Zehn Monate hat es gedauert, bis er aus Kuba ausreisen durfte – jetzt kann er nicht mehr zurück: der aus Havanna stammende Autor Carlos A. Aguilera (geb. 1970), der nun in der Kulturhauptstadt Graz als „Writer in Residence“ zumindest bis März 2004 Zuflucht gefunden hat. Der Lyriker und Essayist hat in Havanna die – heute nicht mehr existierende – kritische Literaturzeitschrift „Diaspora(s)“ herausgegeben – und darin den Kubanern u. a.

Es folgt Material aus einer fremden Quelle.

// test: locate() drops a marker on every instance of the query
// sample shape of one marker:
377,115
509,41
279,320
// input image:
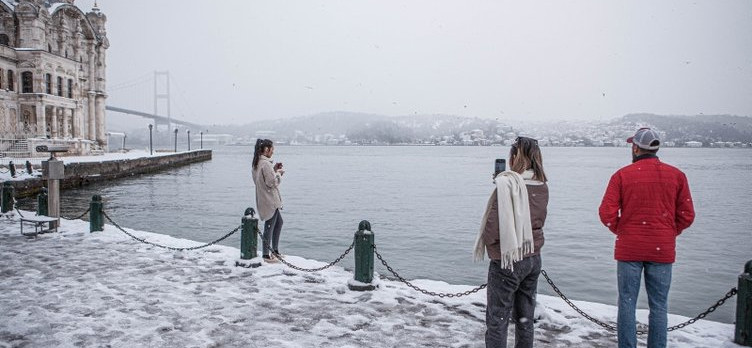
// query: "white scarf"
515,228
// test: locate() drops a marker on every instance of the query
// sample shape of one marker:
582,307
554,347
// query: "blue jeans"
657,283
511,295
272,229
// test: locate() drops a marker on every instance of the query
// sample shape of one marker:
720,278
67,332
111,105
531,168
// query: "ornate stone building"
52,76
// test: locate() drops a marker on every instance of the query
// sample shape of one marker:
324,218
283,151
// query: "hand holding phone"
500,165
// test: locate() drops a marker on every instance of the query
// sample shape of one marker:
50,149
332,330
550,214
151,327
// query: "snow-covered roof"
9,4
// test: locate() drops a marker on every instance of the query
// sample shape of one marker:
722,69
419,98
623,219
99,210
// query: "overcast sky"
240,61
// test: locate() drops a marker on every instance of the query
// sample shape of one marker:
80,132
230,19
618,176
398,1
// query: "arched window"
27,82
48,83
11,81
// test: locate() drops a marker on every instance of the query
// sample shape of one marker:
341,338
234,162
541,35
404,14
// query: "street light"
151,150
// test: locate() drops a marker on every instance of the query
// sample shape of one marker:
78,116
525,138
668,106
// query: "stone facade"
52,75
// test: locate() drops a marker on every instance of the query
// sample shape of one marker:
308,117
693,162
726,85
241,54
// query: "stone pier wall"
84,173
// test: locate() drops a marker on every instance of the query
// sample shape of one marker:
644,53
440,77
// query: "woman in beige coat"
267,176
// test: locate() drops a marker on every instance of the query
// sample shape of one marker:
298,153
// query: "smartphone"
500,165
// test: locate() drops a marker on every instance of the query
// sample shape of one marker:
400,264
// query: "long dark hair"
525,154
261,146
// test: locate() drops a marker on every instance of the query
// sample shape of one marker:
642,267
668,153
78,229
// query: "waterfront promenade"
75,288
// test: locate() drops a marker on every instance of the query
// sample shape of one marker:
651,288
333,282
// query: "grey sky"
239,61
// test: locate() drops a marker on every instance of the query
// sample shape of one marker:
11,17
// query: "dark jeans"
511,292
272,229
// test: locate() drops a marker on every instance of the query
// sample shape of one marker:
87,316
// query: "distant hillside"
362,127
703,128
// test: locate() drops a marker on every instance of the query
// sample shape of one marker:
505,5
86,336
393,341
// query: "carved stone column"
92,122
66,123
76,124
41,120
54,127
101,138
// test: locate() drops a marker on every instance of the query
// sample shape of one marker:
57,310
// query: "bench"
39,222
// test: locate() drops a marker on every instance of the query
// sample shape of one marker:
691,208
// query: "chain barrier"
610,327
142,240
330,264
80,216
550,282
425,292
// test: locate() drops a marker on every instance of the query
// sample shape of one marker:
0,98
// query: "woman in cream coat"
267,176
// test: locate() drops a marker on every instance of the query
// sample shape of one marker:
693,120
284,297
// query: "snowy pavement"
76,289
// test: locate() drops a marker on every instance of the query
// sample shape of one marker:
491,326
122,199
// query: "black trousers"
272,229
511,295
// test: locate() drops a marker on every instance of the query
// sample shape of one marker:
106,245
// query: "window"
27,82
48,83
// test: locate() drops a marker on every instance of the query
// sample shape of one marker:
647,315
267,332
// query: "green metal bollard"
743,331
249,235
364,239
249,240
42,202
96,215
7,199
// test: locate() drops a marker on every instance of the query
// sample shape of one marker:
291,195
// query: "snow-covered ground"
22,174
76,289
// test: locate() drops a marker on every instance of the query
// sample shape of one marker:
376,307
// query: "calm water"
425,206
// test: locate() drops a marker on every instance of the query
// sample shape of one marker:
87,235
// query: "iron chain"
80,216
142,240
330,264
425,292
610,327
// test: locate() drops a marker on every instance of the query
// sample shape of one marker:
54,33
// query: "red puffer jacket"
647,204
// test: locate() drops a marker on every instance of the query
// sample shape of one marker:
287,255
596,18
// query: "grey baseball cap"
646,139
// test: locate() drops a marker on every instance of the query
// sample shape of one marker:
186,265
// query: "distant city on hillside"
346,128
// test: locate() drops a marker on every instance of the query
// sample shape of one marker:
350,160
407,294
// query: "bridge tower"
162,94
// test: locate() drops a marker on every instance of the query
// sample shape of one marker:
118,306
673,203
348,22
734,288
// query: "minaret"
97,73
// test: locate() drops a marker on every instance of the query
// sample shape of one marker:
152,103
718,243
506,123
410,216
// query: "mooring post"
363,278
743,332
42,202
249,240
7,199
96,216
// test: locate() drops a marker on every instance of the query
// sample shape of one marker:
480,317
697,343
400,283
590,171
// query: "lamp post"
151,150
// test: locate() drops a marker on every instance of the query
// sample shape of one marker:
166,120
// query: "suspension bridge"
136,94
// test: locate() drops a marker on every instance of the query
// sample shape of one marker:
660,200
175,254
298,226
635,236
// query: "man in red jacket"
646,205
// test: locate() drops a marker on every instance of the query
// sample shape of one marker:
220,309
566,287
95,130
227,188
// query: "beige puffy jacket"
267,183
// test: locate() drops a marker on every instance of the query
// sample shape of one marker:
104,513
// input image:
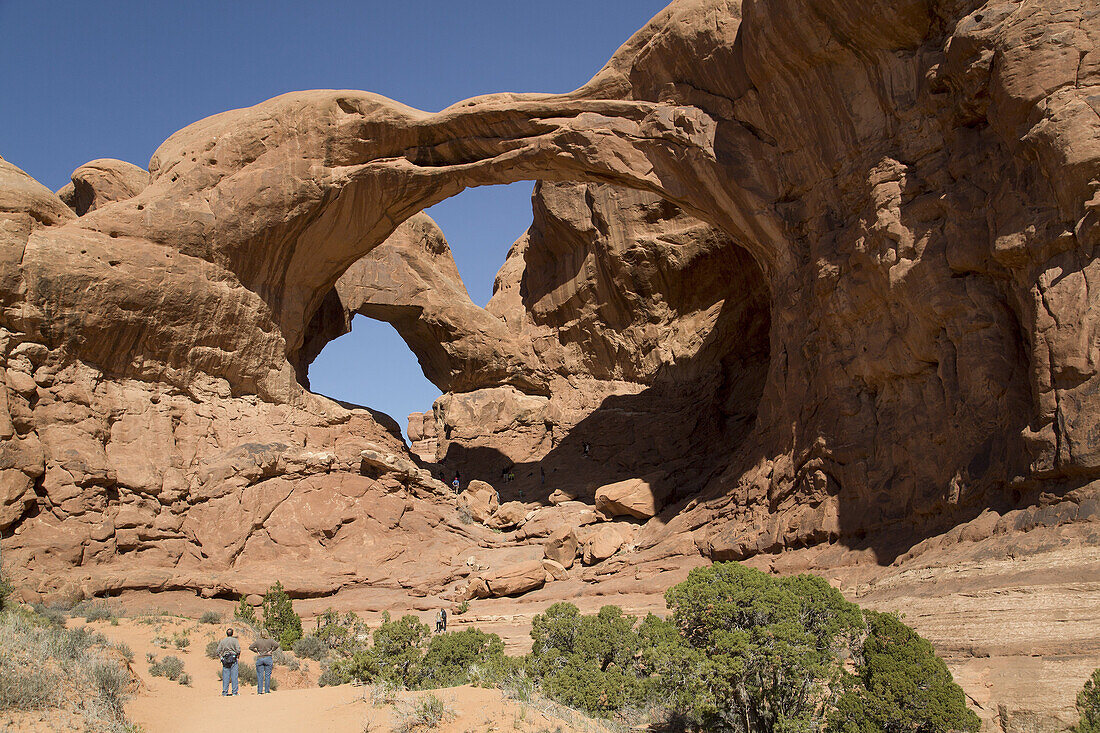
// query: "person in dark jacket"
263,648
229,652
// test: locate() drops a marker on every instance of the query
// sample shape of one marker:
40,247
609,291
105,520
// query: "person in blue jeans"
229,652
263,647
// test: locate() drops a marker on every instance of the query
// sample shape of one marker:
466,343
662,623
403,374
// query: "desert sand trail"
162,706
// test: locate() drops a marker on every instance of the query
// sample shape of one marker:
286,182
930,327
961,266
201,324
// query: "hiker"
229,652
263,647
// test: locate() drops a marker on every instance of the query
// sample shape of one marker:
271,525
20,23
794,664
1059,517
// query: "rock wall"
817,274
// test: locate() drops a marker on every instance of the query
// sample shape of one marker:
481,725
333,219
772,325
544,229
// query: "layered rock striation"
817,275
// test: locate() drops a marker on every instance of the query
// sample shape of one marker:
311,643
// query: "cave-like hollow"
625,338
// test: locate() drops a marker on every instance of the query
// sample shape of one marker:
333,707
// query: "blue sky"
81,80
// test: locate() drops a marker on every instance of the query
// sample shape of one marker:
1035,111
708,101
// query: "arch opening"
625,338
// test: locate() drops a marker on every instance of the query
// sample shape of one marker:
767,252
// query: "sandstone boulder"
507,516
561,546
554,569
630,498
603,543
481,500
560,496
515,580
102,182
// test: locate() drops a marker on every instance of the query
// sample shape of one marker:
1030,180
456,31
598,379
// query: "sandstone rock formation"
824,267
101,182
631,498
561,546
480,500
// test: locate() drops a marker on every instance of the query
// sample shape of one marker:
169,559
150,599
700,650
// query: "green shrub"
168,667
330,677
110,681
24,687
310,647
586,662
450,657
398,646
125,652
279,619
900,685
426,713
283,659
756,652
1088,706
341,634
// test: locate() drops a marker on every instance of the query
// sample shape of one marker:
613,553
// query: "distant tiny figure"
229,652
263,647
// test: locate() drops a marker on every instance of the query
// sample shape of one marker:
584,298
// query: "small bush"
1088,706
28,687
427,713
383,693
110,681
451,656
329,678
310,647
124,649
279,619
169,668
283,659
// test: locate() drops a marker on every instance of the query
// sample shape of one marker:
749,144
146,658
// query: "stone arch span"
932,314
283,197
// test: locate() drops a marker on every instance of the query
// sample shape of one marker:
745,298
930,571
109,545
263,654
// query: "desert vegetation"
1088,706
740,651
59,674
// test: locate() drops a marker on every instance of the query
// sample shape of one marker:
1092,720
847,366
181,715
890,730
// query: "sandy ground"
161,706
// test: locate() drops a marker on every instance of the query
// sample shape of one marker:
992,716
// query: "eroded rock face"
844,305
101,182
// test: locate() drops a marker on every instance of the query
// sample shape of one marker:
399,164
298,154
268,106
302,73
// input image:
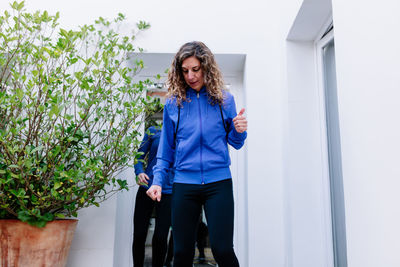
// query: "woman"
199,121
144,205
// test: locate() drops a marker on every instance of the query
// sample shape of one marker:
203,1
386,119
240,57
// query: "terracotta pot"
23,245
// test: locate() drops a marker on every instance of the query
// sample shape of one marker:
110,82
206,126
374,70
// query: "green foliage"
70,114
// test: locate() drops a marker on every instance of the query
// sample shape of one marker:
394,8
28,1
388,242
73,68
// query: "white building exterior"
268,50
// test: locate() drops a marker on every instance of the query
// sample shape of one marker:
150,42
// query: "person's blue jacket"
202,154
149,146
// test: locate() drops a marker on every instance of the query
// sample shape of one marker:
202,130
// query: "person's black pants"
143,209
187,200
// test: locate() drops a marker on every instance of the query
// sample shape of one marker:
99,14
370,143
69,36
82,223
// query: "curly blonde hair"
212,75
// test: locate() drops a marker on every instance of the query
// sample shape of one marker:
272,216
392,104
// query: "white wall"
368,66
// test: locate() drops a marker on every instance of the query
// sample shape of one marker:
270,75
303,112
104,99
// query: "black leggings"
217,199
141,219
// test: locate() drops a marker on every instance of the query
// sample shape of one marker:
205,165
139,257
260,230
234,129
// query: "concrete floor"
209,258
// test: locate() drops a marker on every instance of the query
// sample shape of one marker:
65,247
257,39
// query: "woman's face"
193,73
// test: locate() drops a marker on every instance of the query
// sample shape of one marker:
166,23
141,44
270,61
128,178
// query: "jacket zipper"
201,140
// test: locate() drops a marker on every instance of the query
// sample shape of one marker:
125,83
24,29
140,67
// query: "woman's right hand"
154,192
142,179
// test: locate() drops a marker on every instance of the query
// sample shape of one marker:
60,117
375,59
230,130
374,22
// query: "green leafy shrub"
71,112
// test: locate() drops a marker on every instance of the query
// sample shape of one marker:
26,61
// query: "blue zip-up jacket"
202,154
149,146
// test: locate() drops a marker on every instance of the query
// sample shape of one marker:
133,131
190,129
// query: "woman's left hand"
240,122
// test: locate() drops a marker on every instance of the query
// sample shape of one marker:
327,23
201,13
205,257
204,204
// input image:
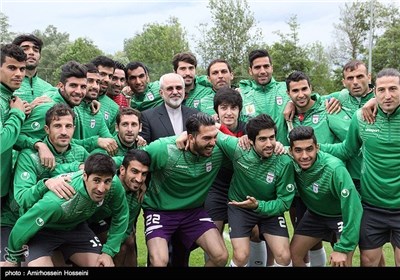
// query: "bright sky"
109,23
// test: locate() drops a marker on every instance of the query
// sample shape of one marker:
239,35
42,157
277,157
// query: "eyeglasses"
171,88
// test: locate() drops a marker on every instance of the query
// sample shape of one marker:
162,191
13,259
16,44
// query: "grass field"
197,256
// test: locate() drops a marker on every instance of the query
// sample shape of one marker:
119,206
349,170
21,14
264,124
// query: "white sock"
318,257
232,264
258,254
279,265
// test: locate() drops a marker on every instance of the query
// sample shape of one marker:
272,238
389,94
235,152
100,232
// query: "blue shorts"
188,224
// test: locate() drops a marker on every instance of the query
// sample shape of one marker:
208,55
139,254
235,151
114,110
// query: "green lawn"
197,256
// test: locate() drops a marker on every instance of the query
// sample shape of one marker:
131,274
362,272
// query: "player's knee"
221,258
283,257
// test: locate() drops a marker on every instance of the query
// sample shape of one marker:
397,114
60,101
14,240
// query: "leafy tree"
81,50
387,50
288,55
320,72
232,36
54,45
353,31
5,35
156,46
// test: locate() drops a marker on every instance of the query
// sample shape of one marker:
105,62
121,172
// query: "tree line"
231,34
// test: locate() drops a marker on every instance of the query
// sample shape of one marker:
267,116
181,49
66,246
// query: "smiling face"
261,70
357,81
300,93
74,90
12,72
304,152
97,185
134,176
128,129
265,142
220,76
32,53
387,92
60,132
172,90
203,142
138,80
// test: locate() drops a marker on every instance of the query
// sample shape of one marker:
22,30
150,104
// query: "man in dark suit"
170,117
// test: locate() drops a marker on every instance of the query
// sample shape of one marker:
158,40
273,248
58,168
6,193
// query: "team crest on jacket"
270,177
345,193
25,175
208,166
279,100
150,96
315,187
39,221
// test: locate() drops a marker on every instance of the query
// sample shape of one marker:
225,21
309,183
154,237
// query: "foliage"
81,50
156,46
387,50
232,36
353,31
5,36
54,45
287,55
321,74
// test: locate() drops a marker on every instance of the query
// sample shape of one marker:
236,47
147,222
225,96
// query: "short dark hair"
72,69
127,111
258,123
194,122
103,61
187,57
257,54
135,154
296,76
57,111
218,60
302,133
13,51
30,38
227,95
100,164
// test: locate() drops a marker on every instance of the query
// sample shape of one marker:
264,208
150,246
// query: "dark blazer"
156,122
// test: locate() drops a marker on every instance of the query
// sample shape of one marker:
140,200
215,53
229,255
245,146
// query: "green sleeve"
28,225
285,191
11,128
228,144
27,189
89,144
119,222
64,168
352,210
349,148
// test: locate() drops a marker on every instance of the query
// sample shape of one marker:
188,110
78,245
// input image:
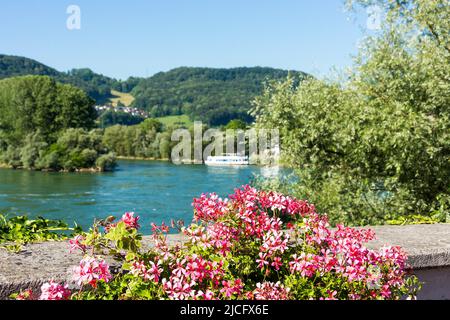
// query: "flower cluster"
54,291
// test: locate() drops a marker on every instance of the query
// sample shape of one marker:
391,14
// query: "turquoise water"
157,191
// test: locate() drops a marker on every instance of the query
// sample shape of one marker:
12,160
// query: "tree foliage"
214,96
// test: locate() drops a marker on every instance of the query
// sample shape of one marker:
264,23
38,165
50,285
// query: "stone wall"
428,248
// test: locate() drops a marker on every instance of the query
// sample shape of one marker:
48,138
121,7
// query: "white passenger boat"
227,160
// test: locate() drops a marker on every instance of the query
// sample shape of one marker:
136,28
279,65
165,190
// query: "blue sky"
142,37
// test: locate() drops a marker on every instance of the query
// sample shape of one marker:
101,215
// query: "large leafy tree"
377,144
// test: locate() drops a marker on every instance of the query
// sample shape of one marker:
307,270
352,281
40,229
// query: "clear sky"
142,37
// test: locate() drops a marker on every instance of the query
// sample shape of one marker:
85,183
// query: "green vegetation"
178,121
20,230
375,147
214,96
146,140
120,98
46,125
112,117
97,86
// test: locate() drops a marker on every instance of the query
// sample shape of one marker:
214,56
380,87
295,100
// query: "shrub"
254,245
16,231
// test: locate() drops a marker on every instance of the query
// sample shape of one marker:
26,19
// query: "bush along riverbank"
254,245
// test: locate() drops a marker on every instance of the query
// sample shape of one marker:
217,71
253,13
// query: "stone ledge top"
427,246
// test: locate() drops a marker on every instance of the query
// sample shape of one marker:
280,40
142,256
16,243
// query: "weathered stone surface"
428,246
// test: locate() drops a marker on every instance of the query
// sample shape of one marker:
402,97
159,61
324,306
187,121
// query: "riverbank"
80,170
142,158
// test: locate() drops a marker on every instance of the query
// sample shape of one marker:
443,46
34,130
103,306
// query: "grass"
126,98
182,120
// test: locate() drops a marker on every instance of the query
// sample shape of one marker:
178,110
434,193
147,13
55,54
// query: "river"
156,191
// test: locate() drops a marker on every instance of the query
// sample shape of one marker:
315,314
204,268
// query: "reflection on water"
157,191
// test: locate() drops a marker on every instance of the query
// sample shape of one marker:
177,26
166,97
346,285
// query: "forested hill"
95,85
215,96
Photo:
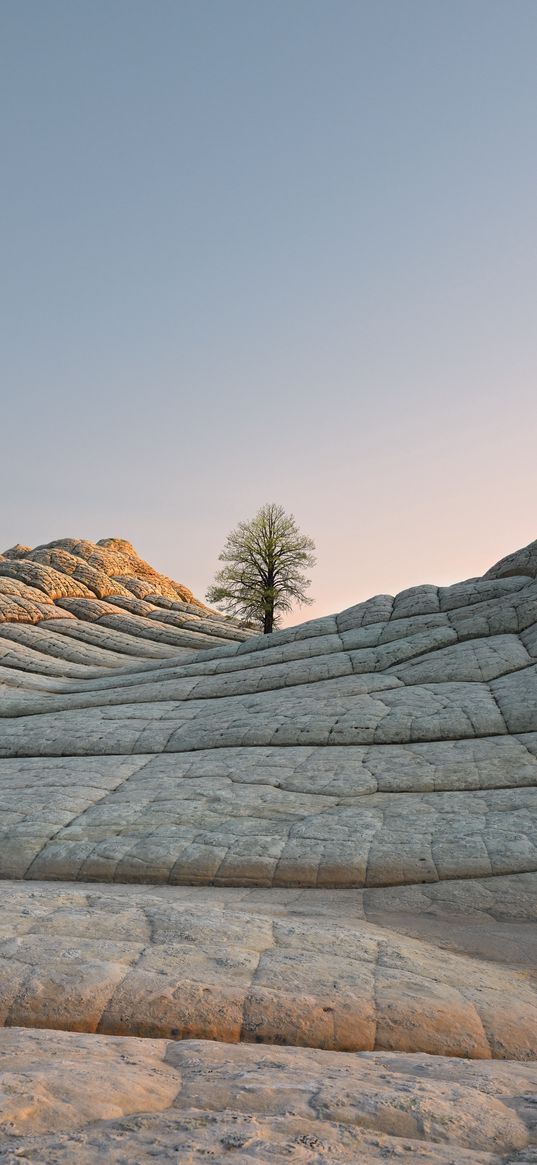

Texte von Thomas Bernhard vorgestellt.
1997 hat Aguilera mit vier Freunden die Untergrund-Zeitschrift gegründet, in der Literaten und Intellektuelle, die sich nicht in den Dienst der staatlichen Schriftsteller- und Künstlervereinigung UNEAC stellen wollten, publizieren konnten. „Wir haben über die Situation in Kuba nachgedacht und Literatur, die man in Kuba nicht bekommt, übersetzt und darüber kritisch reflektiert“, so der heute 33-Jährige.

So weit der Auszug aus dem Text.